Saturday, 2 April 2011


Pharmacologists of Bangabandhu Sheikh Mujib Medical University (BSMMU) Saturday expressed grave concern over the abuses of antibiotics and their subsequent negative impacts on both human and animal health in the country, reports BSS. "The days are not very far when the entire nation would be under severe threats of antibiotics resistance due to abuses of the drug that kills germ bacteria," associate professor Dr Mohammad Sayedur Rahman told journalists at media orientation programme at the university. The BSMMU in association with the World Health Oraganization (WHO) organized the programme in line with the World Health Day, the theme of which for this year is 'Antimicrobial Resistance: No Action Today, No Cure Tomorrow'. WHO's Public Information Consultant SM Mahfuzur Rahman said the campaign against antibiotics resistance would continue beyond World Health Day for round the year.
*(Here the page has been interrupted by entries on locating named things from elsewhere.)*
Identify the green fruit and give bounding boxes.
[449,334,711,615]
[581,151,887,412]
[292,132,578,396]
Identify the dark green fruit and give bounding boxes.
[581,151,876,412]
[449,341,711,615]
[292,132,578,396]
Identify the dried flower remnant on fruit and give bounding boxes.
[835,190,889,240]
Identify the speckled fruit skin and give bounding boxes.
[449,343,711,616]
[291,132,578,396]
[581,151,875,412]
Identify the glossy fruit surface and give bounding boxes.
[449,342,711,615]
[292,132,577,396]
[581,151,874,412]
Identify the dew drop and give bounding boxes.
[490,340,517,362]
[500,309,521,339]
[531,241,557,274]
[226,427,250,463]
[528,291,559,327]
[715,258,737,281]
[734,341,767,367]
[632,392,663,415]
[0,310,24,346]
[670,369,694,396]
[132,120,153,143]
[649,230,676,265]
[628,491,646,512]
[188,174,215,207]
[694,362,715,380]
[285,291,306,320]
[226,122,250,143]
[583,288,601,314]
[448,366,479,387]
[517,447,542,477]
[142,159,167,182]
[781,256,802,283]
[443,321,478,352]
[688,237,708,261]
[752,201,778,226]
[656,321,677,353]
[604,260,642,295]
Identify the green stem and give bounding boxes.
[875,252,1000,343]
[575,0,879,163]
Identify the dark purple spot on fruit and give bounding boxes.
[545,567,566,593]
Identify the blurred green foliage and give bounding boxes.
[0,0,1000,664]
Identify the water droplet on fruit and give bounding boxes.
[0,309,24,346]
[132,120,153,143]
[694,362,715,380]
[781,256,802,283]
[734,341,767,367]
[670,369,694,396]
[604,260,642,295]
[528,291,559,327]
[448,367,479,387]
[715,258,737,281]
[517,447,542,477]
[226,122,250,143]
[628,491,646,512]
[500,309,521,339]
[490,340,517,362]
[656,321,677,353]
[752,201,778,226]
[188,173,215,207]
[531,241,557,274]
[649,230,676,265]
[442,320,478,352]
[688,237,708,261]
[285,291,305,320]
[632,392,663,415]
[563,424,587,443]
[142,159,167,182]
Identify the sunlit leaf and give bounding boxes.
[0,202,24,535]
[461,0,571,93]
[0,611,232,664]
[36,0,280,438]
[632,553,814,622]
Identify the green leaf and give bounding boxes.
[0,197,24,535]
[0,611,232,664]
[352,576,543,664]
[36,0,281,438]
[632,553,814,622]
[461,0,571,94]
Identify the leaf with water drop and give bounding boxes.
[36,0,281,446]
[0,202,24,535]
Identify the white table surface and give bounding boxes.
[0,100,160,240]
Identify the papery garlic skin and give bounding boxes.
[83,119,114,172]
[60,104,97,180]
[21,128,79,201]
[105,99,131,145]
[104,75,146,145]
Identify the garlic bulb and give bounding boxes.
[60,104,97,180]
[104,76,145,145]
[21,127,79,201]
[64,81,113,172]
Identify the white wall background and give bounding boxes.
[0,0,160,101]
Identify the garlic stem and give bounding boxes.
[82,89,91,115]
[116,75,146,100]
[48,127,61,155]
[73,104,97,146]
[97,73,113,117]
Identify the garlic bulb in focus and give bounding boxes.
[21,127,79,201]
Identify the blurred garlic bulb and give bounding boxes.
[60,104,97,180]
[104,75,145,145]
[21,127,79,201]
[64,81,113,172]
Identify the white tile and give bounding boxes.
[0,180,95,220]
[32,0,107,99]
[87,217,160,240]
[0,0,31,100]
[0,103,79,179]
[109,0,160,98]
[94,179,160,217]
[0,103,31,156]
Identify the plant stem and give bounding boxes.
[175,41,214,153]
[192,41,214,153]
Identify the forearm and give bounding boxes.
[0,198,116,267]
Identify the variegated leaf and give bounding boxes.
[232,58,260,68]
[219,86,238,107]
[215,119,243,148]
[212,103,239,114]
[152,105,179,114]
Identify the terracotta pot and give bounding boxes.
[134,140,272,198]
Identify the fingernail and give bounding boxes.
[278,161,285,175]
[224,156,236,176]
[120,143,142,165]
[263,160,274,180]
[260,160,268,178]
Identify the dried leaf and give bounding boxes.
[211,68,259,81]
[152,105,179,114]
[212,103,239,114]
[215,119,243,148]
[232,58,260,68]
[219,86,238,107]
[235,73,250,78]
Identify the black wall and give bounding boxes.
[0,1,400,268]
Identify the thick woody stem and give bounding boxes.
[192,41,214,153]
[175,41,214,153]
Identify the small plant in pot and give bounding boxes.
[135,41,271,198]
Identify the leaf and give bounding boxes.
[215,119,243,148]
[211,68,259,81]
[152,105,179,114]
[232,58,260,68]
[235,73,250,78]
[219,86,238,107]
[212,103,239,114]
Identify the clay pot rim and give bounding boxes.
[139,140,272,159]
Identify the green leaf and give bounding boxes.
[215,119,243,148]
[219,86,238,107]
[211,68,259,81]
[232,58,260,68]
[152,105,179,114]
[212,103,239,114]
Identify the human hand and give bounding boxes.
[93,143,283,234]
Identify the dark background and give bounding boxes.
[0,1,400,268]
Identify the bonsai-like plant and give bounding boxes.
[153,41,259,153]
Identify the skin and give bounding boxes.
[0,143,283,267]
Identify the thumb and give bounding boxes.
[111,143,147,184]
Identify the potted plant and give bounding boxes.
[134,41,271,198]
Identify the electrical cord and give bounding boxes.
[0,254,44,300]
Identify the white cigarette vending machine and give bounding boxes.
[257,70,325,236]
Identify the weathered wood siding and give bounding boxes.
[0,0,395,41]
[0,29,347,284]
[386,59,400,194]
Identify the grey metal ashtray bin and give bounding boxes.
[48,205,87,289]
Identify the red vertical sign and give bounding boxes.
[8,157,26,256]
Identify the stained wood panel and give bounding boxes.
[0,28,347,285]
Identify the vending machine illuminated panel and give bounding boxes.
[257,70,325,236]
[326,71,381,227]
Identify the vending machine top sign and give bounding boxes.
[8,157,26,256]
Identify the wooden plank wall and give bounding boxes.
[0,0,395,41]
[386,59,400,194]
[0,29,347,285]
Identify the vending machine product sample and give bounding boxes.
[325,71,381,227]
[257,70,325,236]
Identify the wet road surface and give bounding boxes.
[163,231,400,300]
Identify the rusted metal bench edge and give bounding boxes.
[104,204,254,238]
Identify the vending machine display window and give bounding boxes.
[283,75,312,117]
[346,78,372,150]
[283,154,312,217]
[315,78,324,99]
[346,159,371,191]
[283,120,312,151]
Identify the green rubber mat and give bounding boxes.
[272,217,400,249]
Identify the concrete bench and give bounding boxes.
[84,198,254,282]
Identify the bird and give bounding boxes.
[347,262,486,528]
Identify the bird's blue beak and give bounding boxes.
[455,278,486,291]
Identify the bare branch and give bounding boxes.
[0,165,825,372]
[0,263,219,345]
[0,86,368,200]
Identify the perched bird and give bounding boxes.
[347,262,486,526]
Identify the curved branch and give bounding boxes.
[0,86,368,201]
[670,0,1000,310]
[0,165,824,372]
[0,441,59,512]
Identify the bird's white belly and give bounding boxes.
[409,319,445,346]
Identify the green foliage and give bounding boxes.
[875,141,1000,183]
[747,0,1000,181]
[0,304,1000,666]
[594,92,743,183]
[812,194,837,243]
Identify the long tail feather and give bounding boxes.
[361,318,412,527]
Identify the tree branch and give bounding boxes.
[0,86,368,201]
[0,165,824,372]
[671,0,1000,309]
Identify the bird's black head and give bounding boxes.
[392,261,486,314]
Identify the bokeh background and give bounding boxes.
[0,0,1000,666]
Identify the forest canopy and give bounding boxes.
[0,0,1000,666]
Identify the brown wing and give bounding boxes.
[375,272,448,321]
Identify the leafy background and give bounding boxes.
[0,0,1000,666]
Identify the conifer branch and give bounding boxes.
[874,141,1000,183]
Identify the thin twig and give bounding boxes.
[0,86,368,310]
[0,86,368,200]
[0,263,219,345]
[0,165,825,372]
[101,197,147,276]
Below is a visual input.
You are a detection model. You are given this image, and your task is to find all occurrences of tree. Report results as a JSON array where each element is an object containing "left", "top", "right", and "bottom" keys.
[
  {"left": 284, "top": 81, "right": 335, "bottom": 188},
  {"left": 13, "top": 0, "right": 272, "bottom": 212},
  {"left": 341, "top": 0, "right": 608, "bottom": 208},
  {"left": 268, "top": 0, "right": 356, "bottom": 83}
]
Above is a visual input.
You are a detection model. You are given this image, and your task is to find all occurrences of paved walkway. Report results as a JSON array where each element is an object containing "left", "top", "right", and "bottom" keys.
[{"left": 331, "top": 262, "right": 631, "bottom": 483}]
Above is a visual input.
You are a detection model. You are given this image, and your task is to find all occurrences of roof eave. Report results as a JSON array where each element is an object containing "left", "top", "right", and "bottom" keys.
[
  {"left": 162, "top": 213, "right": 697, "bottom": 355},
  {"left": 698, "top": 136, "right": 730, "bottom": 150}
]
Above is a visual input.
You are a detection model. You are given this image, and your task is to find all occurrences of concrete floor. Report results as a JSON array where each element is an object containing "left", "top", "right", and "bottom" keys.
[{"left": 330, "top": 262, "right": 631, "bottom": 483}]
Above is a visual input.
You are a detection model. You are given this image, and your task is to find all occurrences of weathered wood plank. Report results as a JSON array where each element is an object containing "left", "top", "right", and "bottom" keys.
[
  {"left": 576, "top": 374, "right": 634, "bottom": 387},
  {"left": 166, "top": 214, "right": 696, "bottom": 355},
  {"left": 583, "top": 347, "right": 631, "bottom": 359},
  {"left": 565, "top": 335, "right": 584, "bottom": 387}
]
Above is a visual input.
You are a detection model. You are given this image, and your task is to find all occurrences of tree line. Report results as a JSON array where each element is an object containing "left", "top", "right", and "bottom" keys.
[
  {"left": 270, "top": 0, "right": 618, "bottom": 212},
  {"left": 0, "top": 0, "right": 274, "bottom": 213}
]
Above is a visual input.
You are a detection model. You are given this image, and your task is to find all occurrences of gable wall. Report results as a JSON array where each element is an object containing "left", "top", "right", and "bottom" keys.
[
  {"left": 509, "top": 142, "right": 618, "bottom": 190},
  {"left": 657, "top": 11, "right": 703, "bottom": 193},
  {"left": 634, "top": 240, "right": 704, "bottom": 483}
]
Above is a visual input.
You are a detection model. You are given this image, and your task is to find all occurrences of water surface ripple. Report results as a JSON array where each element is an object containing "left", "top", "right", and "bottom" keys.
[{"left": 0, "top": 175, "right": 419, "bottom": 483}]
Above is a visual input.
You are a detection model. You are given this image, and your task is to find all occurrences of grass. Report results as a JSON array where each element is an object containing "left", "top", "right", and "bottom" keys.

Sayedur Rahman said the government should immediately formulate a policy for the uses of antibiotics, much of which have been developed between 1940 and 1970 to treat bacterial and fungal infections. Erwin Cooreman, medical officer WHO, said Bangladesh has neither a proper guideline nor the doctors follow any antibiotics protocol during prescription. As a result, he said, first generation antibiotics have almost become ineffective to cure patients, while second generations are facing non-responsiveness.